Especialistas discutem obras inacabadas de Garcia Márquez, ressaltando violação de direitos autorais e importância do testamento para proteger legado literário.
‘Esta publicação não vale a pena, precisa ser eliminada’. Gabriel Garcia Márquez, vencedor do prêmio Nobel de Literatura em 1982, assim se referiu ao seu último manuscrito inacabado, ‘Em agosto nos vemos’.
Apesar da recomendação do autor colombiano, os fãs aguardam ansiosamente pelo lançamento oficial do livro, que promete revelar mais sobre a genialidade de Márquez. A data de impressão ainda não foi divulgada, mas especula-se que em breve teremos novas informações sobre essa obra polêmica.

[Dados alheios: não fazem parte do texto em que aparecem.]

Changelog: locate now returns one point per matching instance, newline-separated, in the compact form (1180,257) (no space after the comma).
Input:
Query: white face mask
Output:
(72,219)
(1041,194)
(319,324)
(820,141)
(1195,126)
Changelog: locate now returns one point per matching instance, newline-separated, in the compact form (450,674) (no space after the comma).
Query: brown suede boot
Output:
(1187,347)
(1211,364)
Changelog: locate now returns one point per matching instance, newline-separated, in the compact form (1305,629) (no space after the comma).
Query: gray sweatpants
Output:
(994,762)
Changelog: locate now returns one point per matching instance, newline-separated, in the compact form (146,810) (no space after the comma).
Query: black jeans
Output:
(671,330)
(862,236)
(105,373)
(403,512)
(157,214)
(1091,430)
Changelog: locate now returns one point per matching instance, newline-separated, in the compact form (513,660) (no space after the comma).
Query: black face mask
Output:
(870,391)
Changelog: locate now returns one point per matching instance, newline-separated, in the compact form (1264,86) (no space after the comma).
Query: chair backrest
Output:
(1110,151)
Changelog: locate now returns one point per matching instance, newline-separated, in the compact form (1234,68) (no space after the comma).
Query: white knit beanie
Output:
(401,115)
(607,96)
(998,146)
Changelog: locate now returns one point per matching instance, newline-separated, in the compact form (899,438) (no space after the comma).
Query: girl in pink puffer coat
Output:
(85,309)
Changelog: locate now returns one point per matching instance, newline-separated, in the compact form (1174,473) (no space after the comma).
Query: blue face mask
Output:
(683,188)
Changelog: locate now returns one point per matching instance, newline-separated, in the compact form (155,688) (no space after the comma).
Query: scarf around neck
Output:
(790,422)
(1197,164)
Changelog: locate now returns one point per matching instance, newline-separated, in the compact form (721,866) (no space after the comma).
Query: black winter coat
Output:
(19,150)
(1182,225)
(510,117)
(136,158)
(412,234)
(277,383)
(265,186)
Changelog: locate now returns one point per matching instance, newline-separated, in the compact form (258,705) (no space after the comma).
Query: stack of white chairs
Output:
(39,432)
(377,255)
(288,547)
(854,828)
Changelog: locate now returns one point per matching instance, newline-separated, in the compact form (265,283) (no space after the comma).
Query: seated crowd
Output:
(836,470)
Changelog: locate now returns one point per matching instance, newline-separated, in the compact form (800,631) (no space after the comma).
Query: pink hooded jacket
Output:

Ao descumprir a última manifestação de vontade, filhos de Gabo decidiram publicar
Em uma decisão controversa, os herdeiros de Gabriel Garcia Marquez, falecido aos 96 anos em abril de 2014, optaram por lançar uma obra que contrariava a vontade expressa do autor. A publicação ocorreu em 6/3/24, data de aniversário do renomado escritor colombiano. Mas afinal, o desrespeito à determinação de última vontade, feita informalmente, possui validade jurídica?
Decisão contrária e manuscrito inacabado: os motivos dos filhos de Gabo para infringir vontade do pai
No prefácio do livro, Rodrigo e Gonzalo García Barcha explicaram sua escolha de divulgar a obra, mesmo indo contra os desejos de Gabriel Garcia Marquez. Eles admitiram que foi um ato de traição, mas justificaram que a deterioração da saúde mental do autor o impediu de concluir o manuscrito, fazendo com que ele não percebesse a qualidade da escrita.
As razões dos herdeiros incluem a presença de uma personagem feminina como protagonista, algo incomum nas obras anteriores de Gabo, onde as mulheres eram coadjuvantes. Ana Magdalena Bach, uma mulher de 50 anos, casada, é apresentada como a principal personagem que visita anualmente o túmulo de sua mãe em uma ilha caribenha, encontrando uma sensação de liberdade ao se envolver em relacionamentos extraconjugais.
Direitos autorais, testamento e determinação de última vontade na discussão sobre a publicação de obras póstumas
De acordo com Virgínia Arrais, tabeliã de notas do Rio de Janeiro/RJ, a expressão de vontade em vida para que seja válida após a morte deve ser feita por testamento. A lei de direitos autorais (lei 9.610/98) estipula os direitos patrimoniais e morais do autor, sendo estes últimos inalienáveis.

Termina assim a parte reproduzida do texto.